YONQUIS

Somos bichos de paraíso, no lo podemos evitar, lo llevamos en la sangre, la de la expulsión, la peor, la más aditiva. Debió tratarnos dios como a los animales que somos y nacernos al margen de sus sueños, quizá así nos comportásemos de acuerdo a nuestra condición de depredadores, por cierto, el más oportunista, y como tal el más ambicioso, no ahorrativo, no, acaparador. Aún no he conocido, o cuando menos no se ha publicado, que se haya descubierto que el rey león tenga depositadas quinientas gacelas en una cámara frigorífica de un paraíso fiscal.
Imaginemos que minerales, vegetales y bestias de toda especie pudiesen atesorar carnes y pastos, qué esperanza entonces para la humanidad entendida como esa ola de vitalidad que respira, late y toma impulso solidario en cuanto habita este planeta. La vida sería imposible, cada uno de ellos sería un número en las previsiones acumulativas de los otros, y todos, por tanto, susceptibles de amanecer depositado en un banco suizo.
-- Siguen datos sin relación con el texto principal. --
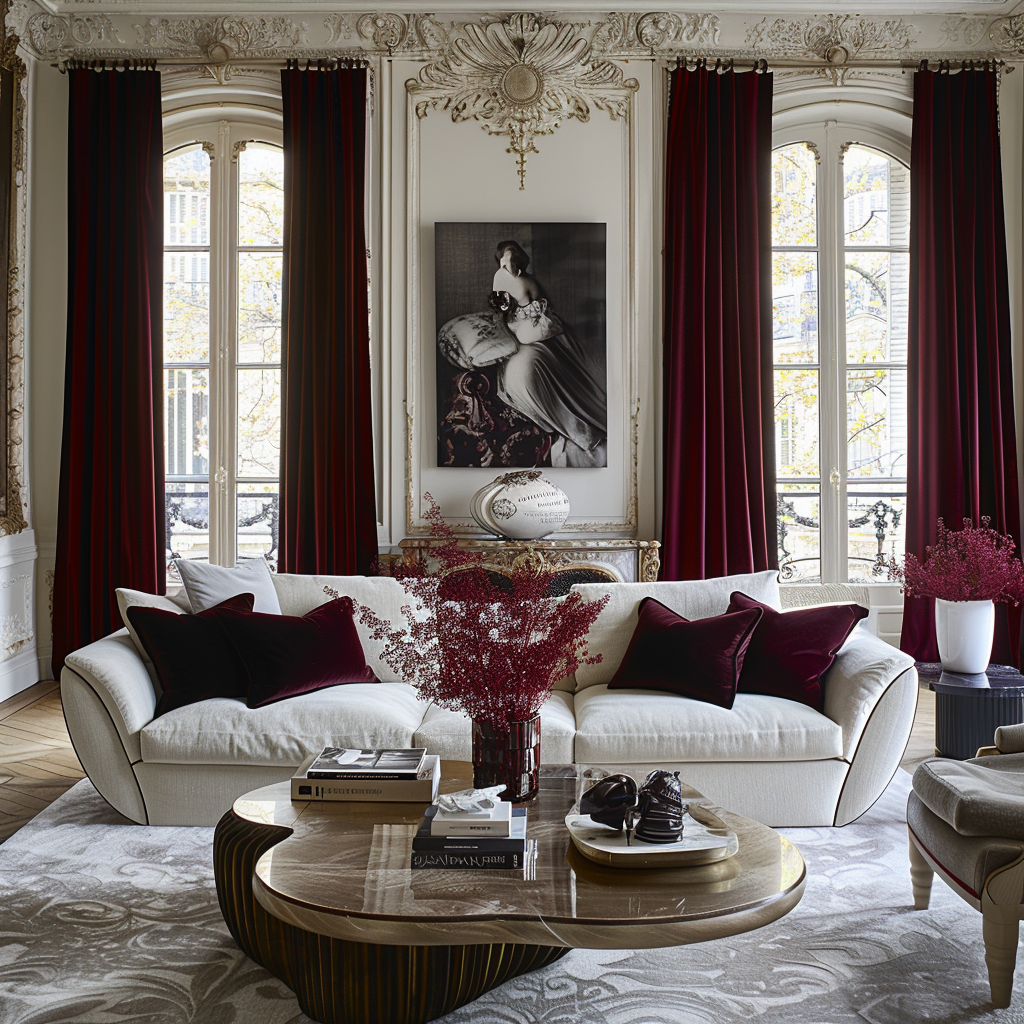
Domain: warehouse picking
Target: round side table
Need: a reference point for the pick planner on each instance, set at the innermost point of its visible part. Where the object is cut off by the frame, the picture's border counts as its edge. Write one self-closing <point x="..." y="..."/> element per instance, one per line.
<point x="968" y="709"/>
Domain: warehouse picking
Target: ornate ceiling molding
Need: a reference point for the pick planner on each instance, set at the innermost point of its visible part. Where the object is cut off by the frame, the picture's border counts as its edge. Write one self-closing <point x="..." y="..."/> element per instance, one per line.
<point x="521" y="77"/>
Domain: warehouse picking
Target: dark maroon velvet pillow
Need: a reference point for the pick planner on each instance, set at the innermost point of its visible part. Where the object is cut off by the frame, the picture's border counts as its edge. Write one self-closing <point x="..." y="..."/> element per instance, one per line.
<point x="699" y="659"/>
<point x="791" y="650"/>
<point x="286" y="655"/>
<point x="190" y="653"/>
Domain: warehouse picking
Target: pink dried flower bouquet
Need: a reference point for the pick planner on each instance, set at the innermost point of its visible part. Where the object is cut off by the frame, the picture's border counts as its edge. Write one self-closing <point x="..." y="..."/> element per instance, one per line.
<point x="487" y="645"/>
<point x="975" y="563"/>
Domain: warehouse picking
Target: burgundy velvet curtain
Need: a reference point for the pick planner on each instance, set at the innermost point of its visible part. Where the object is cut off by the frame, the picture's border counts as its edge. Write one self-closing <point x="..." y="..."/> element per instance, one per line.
<point x="719" y="511"/>
<point x="963" y="453"/>
<point x="329" y="513"/>
<point x="111" y="505"/>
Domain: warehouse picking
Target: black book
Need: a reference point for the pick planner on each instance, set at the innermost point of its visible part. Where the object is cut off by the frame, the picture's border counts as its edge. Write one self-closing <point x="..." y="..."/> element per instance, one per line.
<point x="356" y="764"/>
<point x="423" y="842"/>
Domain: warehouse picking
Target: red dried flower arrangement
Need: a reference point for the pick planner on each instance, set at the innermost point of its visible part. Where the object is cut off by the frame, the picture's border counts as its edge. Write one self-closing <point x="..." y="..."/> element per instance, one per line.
<point x="477" y="642"/>
<point x="975" y="563"/>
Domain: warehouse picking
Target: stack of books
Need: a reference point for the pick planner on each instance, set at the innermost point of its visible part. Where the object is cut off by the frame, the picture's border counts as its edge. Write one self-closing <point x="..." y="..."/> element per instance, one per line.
<point x="482" y="839"/>
<point x="396" y="774"/>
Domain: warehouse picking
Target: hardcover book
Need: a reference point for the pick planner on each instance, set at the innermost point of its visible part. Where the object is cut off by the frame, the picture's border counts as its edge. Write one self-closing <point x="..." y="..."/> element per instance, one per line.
<point x="374" y="765"/>
<point x="422" y="788"/>
<point x="515" y="842"/>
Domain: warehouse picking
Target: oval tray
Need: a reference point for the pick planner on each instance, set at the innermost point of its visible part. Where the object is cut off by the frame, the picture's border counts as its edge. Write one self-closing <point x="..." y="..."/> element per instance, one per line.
<point x="704" y="842"/>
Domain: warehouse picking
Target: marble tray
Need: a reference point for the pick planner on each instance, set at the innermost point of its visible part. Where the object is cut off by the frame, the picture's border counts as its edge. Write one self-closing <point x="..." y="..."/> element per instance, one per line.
<point x="706" y="840"/>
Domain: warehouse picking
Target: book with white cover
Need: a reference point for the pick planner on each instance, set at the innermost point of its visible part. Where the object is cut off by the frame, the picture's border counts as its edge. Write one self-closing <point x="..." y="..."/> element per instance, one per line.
<point x="458" y="823"/>
<point x="422" y="790"/>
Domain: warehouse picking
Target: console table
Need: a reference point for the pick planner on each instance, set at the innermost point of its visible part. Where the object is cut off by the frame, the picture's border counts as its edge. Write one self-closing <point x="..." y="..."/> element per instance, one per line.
<point x="968" y="709"/>
<point x="619" y="560"/>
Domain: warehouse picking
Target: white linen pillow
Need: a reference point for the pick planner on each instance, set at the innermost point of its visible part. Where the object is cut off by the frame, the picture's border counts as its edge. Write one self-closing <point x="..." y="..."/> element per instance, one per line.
<point x="208" y="585"/>
<point x="178" y="603"/>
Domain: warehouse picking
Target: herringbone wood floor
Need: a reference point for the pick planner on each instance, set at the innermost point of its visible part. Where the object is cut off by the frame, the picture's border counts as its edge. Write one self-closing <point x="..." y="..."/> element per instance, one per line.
<point x="37" y="762"/>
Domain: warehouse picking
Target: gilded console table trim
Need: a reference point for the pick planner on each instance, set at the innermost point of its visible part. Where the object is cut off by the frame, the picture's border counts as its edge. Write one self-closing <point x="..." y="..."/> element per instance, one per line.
<point x="341" y="982"/>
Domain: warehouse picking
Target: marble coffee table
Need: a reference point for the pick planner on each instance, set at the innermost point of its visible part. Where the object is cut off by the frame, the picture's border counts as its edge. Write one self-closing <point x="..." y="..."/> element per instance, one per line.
<point x="322" y="895"/>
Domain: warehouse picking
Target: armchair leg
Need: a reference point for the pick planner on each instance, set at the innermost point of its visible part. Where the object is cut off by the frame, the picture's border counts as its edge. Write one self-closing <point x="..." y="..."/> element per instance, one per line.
<point x="1001" y="933"/>
<point x="921" y="878"/>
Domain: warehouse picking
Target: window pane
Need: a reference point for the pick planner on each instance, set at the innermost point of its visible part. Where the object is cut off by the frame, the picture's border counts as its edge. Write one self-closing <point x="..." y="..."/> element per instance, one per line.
<point x="261" y="195"/>
<point x="795" y="306"/>
<point x="876" y="421"/>
<point x="186" y="307"/>
<point x="877" y="528"/>
<point x="259" y="422"/>
<point x="799" y="532"/>
<point x="259" y="307"/>
<point x="876" y="199"/>
<point x="256" y="516"/>
<point x="797" y="423"/>
<point x="793" y="201"/>
<point x="187" y="517"/>
<point x="186" y="430"/>
<point x="877" y="306"/>
<point x="186" y="197"/>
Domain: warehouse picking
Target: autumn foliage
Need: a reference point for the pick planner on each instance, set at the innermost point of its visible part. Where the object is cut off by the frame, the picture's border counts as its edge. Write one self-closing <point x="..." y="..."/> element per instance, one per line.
<point x="479" y="642"/>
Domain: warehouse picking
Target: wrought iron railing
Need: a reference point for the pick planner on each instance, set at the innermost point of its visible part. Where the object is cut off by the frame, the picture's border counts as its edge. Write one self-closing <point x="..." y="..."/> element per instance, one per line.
<point x="885" y="517"/>
<point x="193" y="509"/>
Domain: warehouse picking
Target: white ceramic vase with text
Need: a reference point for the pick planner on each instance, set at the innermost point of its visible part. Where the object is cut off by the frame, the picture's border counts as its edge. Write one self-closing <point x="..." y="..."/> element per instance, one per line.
<point x="964" y="631"/>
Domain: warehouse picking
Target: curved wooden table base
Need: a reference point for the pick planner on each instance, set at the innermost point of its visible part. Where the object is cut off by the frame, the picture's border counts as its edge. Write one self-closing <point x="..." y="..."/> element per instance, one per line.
<point x="342" y="982"/>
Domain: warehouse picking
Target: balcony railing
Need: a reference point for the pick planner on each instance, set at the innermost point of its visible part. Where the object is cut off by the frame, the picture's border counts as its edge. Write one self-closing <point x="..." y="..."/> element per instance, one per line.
<point x="885" y="518"/>
<point x="193" y="510"/>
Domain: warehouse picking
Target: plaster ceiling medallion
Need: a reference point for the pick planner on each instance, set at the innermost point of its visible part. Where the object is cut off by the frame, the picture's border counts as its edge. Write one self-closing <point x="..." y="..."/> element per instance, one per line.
<point x="836" y="38"/>
<point x="520" y="77"/>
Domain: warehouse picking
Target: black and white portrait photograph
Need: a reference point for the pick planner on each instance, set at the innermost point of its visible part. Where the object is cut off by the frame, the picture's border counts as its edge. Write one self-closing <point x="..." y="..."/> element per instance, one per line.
<point x="521" y="344"/>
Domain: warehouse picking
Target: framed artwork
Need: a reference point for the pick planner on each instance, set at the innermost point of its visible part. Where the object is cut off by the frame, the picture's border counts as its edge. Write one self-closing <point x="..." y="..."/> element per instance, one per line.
<point x="521" y="344"/>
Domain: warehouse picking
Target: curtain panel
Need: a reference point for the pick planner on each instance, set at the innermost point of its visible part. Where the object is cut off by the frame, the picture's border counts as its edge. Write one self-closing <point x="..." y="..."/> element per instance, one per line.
<point x="719" y="508"/>
<point x="328" y="514"/>
<point x="962" y="460"/>
<point x="111" y="500"/>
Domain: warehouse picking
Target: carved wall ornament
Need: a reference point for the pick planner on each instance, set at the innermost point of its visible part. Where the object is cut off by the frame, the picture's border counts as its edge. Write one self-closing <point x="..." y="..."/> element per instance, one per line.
<point x="520" y="77"/>
<point x="836" y="38"/>
<point x="622" y="33"/>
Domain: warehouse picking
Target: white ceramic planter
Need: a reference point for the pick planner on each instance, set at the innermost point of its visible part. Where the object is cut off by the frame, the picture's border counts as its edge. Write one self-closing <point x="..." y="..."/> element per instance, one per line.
<point x="964" y="631"/>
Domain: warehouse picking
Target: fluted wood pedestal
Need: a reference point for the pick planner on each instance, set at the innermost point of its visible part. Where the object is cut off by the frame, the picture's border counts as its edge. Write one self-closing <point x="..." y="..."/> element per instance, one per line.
<point x="322" y="895"/>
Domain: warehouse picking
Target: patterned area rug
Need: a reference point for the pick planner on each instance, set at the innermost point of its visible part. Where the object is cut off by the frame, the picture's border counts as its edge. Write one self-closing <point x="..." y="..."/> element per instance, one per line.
<point x="107" y="923"/>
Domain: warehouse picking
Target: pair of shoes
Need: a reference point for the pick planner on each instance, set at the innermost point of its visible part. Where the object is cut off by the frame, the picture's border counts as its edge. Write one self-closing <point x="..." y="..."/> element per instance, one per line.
<point x="653" y="812"/>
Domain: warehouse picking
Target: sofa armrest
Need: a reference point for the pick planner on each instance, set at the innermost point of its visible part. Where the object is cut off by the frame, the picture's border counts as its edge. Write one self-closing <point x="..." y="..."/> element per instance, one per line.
<point x="862" y="672"/>
<point x="113" y="670"/>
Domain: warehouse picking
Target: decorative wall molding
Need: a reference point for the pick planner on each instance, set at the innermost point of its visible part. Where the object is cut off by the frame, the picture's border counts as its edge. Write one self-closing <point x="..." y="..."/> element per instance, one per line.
<point x="520" y="77"/>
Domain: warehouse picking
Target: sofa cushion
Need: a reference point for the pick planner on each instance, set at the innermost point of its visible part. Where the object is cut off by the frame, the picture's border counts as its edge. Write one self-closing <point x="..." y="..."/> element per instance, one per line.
<point x="299" y="594"/>
<point x="286" y="655"/>
<point x="610" y="633"/>
<point x="699" y="659"/>
<point x="450" y="733"/>
<point x="192" y="654"/>
<point x="209" y="585"/>
<point x="223" y="731"/>
<point x="177" y="603"/>
<point x="648" y="726"/>
<point x="791" y="651"/>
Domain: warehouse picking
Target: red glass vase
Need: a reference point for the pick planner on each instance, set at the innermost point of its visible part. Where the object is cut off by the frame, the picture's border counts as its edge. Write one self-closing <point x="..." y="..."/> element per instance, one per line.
<point x="510" y="756"/>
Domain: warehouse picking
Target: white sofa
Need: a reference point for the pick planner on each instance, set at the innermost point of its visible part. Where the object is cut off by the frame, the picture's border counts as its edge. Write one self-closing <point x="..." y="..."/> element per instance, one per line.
<point x="770" y="759"/>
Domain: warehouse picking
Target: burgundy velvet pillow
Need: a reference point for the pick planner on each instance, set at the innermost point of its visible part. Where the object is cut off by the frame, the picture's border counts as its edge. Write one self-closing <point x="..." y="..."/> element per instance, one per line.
<point x="286" y="655"/>
<point x="699" y="659"/>
<point x="190" y="653"/>
<point x="791" y="650"/>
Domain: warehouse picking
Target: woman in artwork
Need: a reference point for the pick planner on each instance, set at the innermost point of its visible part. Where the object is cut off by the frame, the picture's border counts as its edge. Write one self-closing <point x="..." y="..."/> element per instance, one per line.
<point x="550" y="377"/>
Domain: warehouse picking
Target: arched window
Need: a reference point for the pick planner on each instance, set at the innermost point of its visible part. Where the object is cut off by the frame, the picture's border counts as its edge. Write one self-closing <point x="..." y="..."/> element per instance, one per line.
<point x="223" y="214"/>
<point x="841" y="211"/>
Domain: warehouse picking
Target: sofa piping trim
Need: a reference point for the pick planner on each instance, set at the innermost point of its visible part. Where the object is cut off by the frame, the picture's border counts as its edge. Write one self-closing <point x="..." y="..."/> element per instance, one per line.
<point x="131" y="764"/>
<point x="853" y="758"/>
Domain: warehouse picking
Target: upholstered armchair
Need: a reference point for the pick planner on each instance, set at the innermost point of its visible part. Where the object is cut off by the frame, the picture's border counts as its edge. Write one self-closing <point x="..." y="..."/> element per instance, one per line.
<point x="966" y="820"/>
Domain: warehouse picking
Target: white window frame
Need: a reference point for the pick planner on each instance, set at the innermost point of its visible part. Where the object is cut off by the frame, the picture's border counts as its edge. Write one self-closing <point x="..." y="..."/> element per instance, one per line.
<point x="828" y="137"/>
<point x="223" y="139"/>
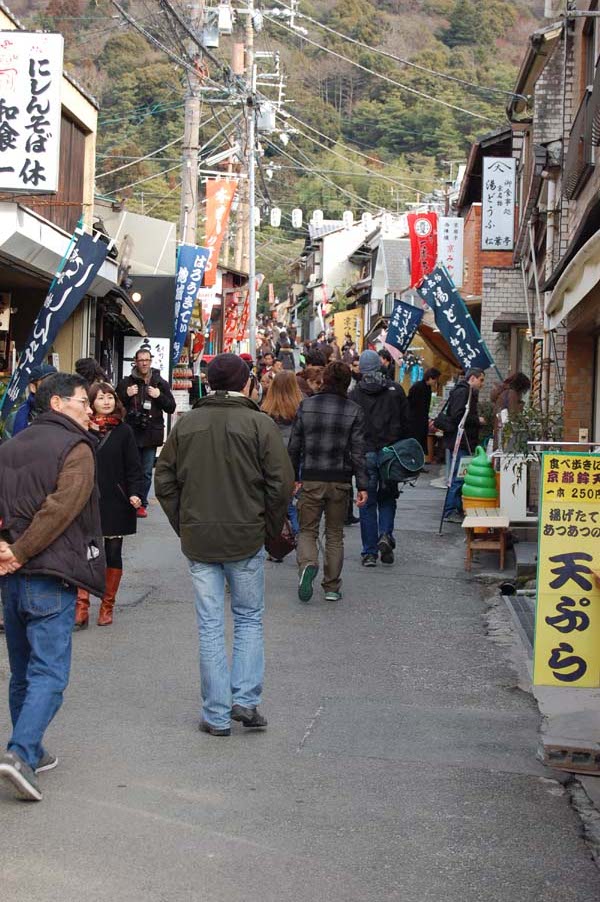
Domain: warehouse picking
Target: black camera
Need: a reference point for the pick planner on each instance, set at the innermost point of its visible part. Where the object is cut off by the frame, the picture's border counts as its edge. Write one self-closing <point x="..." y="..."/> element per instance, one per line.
<point x="137" y="419"/>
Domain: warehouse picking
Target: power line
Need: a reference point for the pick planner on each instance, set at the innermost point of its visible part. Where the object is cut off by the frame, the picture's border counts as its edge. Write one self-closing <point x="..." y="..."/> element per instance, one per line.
<point x="380" y="75"/>
<point x="363" y="175"/>
<point x="399" y="59"/>
<point x="140" y="159"/>
<point x="152" y="40"/>
<point x="354" y="163"/>
<point x="147" y="178"/>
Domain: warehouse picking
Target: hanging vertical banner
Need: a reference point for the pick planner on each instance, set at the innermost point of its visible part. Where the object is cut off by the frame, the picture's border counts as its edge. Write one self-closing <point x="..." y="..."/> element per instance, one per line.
<point x="404" y="322"/>
<point x="31" y="66"/>
<point x="454" y="320"/>
<point x="231" y="320"/>
<point x="191" y="266"/>
<point x="73" y="279"/>
<point x="498" y="204"/>
<point x="219" y="197"/>
<point x="422" y="230"/>
<point x="244" y="318"/>
<point x="567" y="621"/>
<point x="450" y="246"/>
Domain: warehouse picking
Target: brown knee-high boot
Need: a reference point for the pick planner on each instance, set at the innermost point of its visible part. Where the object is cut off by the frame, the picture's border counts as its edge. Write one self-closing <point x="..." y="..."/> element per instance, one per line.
<point x="82" y="608"/>
<point x="113" y="578"/>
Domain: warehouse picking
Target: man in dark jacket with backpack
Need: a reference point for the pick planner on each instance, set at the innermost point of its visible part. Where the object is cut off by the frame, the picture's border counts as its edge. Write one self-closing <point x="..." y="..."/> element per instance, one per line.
<point x="51" y="543"/>
<point x="385" y="411"/>
<point x="224" y="480"/>
<point x="146" y="398"/>
<point x="326" y="448"/>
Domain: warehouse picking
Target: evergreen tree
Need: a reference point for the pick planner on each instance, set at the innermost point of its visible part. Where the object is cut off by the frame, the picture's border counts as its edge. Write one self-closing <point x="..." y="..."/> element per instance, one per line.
<point x="465" y="24"/>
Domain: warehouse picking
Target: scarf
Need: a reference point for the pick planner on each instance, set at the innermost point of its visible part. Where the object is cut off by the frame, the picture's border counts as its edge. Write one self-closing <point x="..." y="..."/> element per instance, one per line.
<point x="105" y="423"/>
<point x="374" y="378"/>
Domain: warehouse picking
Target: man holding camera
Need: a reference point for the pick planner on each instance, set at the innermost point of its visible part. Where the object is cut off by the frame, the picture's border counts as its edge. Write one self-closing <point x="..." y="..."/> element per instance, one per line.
<point x="146" y="398"/>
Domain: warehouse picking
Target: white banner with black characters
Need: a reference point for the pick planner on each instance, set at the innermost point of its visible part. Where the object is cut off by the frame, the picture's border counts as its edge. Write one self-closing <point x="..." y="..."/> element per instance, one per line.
<point x="191" y="263"/>
<point x="70" y="285"/>
<point x="498" y="204"/>
<point x="450" y="246"/>
<point x="454" y="320"/>
<point x="30" y="111"/>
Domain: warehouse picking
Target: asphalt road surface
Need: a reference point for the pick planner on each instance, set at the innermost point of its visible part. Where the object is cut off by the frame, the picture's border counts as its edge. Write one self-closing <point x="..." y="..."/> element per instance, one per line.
<point x="400" y="760"/>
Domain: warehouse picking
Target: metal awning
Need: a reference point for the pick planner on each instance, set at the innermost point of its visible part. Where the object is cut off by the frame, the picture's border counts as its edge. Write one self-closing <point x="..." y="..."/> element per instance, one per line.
<point x="126" y="311"/>
<point x="579" y="277"/>
<point x="505" y="321"/>
<point x="541" y="47"/>
<point x="33" y="242"/>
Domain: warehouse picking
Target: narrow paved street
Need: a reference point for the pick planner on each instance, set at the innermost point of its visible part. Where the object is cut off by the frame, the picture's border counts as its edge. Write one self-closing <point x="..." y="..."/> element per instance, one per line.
<point x="400" y="760"/>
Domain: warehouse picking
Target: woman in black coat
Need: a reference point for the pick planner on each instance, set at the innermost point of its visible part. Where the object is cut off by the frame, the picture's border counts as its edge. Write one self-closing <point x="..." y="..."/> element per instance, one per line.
<point x="121" y="485"/>
<point x="419" y="402"/>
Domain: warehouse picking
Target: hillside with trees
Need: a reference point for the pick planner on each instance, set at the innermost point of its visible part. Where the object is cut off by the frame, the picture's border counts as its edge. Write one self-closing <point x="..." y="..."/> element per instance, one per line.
<point x="380" y="131"/>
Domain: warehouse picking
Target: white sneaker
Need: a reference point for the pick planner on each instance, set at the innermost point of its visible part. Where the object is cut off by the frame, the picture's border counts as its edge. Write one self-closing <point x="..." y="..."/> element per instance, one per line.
<point x="17" y="772"/>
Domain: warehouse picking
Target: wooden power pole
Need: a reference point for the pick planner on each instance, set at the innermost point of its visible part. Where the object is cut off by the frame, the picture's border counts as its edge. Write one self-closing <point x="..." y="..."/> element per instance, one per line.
<point x="188" y="217"/>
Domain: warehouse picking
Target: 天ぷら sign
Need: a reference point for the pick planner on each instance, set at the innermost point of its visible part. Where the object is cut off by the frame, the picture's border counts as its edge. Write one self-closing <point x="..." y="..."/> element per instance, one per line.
<point x="567" y="622"/>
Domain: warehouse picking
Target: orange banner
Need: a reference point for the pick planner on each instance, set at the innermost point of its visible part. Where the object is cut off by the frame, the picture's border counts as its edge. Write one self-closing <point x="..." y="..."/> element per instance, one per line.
<point x="219" y="197"/>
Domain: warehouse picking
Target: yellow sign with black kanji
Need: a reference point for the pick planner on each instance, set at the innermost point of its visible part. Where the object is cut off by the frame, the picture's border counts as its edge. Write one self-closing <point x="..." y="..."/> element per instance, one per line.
<point x="349" y="323"/>
<point x="567" y="620"/>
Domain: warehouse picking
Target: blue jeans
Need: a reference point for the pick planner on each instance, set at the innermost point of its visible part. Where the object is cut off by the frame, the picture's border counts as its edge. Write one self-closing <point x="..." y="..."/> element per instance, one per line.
<point x="147" y="458"/>
<point x="454" y="497"/>
<point x="220" y="687"/>
<point x="378" y="515"/>
<point x="39" y="614"/>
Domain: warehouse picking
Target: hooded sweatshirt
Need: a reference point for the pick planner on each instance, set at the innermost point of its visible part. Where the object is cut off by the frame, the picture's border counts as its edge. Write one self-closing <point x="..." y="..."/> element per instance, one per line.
<point x="385" y="410"/>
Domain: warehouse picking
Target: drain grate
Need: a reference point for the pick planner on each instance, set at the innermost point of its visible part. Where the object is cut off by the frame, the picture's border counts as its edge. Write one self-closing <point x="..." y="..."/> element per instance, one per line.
<point x="522" y="608"/>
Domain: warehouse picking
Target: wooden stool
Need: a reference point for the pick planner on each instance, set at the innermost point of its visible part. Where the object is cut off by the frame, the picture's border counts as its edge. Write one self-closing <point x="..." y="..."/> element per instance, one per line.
<point x="495" y="540"/>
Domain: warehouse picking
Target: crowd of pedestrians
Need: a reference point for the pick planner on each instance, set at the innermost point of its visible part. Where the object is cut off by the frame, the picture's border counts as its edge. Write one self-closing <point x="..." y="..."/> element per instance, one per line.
<point x="268" y="450"/>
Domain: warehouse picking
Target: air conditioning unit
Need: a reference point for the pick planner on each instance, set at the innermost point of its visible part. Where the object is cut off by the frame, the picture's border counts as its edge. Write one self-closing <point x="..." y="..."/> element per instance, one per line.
<point x="554" y="8"/>
<point x="388" y="304"/>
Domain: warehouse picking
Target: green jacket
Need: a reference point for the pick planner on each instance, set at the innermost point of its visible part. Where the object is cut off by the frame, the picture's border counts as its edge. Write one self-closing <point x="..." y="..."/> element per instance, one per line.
<point x="224" y="479"/>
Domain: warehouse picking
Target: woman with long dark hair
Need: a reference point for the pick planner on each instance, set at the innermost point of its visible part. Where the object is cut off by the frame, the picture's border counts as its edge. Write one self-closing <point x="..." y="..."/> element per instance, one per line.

El divino azar ha querido que solo el hombre muestre claros signos de estar enganchado a los paraísos, solo él se las ha ingeniado, con la complicidad de la ambición, para poder atesorar hasta más allá de lo que su elemental ciclo vital necesita. Parece que almacenase para una eternidad, la suya. Y sobre ese despropósito, vendido como una necesidad, se asientan todos los demás disparates que convierten nuestra vida en el paraíso en un maldito infierno.